Question

Figure shows a simple potentiometer circuit for measuring a small emf produced by a thermocouple.
The meter wire PQ has a resistance of 5 ω, and the driver cell has an emf of 2.00 V. If a balance point is obtained 0.600 m along PQ when measuring an emf of 6.00 mV what is the value of resistance R?

A. $95\omega $
B. $995\omega $
C. $195\omega $
D. $1995\omega $

Answer 1

Hint: By using potentiometer we can measure the internal resistance of the cell or unknown emf of the cell. There will be voltage divided uniformly across the potentiometer wire and by balancing the cell at the length where the emf of the cell will be equal to potential difference across that portion of wire, we can find out unknown emf.
Formula used:
${R_s} = {R_1} + {R_2} + {R_3} + .........$
$V = i{R_{eff}}$

Complete answer:
Rate of flow of charge is known as current. A material which allows current to pass through it is known as a conductor.
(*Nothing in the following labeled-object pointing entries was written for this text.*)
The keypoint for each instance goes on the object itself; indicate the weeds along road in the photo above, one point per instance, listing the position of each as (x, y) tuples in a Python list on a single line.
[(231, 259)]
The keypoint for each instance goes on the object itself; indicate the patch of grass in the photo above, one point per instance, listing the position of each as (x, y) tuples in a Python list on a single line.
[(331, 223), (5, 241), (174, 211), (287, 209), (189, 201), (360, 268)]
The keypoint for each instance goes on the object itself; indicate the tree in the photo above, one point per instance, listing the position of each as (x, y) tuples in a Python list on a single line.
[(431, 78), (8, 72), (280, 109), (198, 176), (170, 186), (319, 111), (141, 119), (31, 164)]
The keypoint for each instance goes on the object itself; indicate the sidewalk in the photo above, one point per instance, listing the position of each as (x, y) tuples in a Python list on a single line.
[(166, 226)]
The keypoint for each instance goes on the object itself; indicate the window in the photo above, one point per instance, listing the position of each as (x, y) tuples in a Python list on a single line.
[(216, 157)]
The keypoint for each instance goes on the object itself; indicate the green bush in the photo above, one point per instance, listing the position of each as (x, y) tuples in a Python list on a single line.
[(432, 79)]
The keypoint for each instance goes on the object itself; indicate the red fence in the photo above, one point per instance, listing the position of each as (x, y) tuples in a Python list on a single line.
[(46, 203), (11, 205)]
No conductor will be perfect. It will have some resistance. The property to hinder the flow of current is called resistance and a device which does that is known as a resistor.
If the same current is passing through all resistors then we tell those are connected in series. If potential difference is the same for all resistors then those resistors are told to be in parallel.
Same current will be passing through the external resistor and potentiometer wire as they will be in series. Let the resistance of the external resistor be R and the resistance of the potentiometer wire is given as $5\omega $ ohms. So the effective resistance will be
${R_s} = {R_1} + {R_2} + {R_3} + .........$
$\therefore {R_s} = R + 5\omega $
So the current through potentiometer circuit will be
$V = i{R_{eff}}$
$\eqalign{
  & \Rightarrow i = \dfrac{V}{{{R_s}}} \cr
  & \therefore i = \dfrac{2}{{R + 5\omega }} \cr} $
Since resistance will be divided uniformly throughout the potentiometer wire and the current passing through the potentiometer wire is constant, the potential difference also will be divided in proportion to resistance. For clear understanding one can refer the below diagram

Let ‘i’ amount of current passing through wire. $5\omega $ ohm resistance for 100cm means that every 10cm has $0.1 \times 5\omega $ohm resistance. So 60 cm has $0.6 \times 5\omega $ohm resistance. So potential difference across the 60cm wire will be
$V = i{R_{eff}}$
$\eqalign{
  & \Rightarrow V = \left( {\dfrac{2}{{R + 5\omega }}} \right)0.6 \times 5\omega \cr
  & \therefore V = \left( {\dfrac{{6\omega }}{{R + 5\omega }}} \right) \cr} $
This potential difference will be equal to source emf which is balanced. So
$\eqalign{
  & V = \left( {\dfrac{{6\omega }}{{R + 5\omega }}} \right) = 6mV \cr
  & \Rightarrow \left( {\dfrac{\omega }{{R + 5\omega }}} \right) = 1 \times {10^{ - 3}}V \cr
  & \Rightarrow 1000\omega = R + 5\omega \cr
  & \therefore R = 995\omega \cr} $

Hence option B will be the answer.

Note:
Here balancing the source emf means, at the balancing point if we place an ammeter between the source cell and potentiometer wire, no current will be passed through that. But internally current will be flowing in the potentiometer circuit. There will be no current between the potentiometer and source emf. Same principle can be used to find the internal resistance of the cell.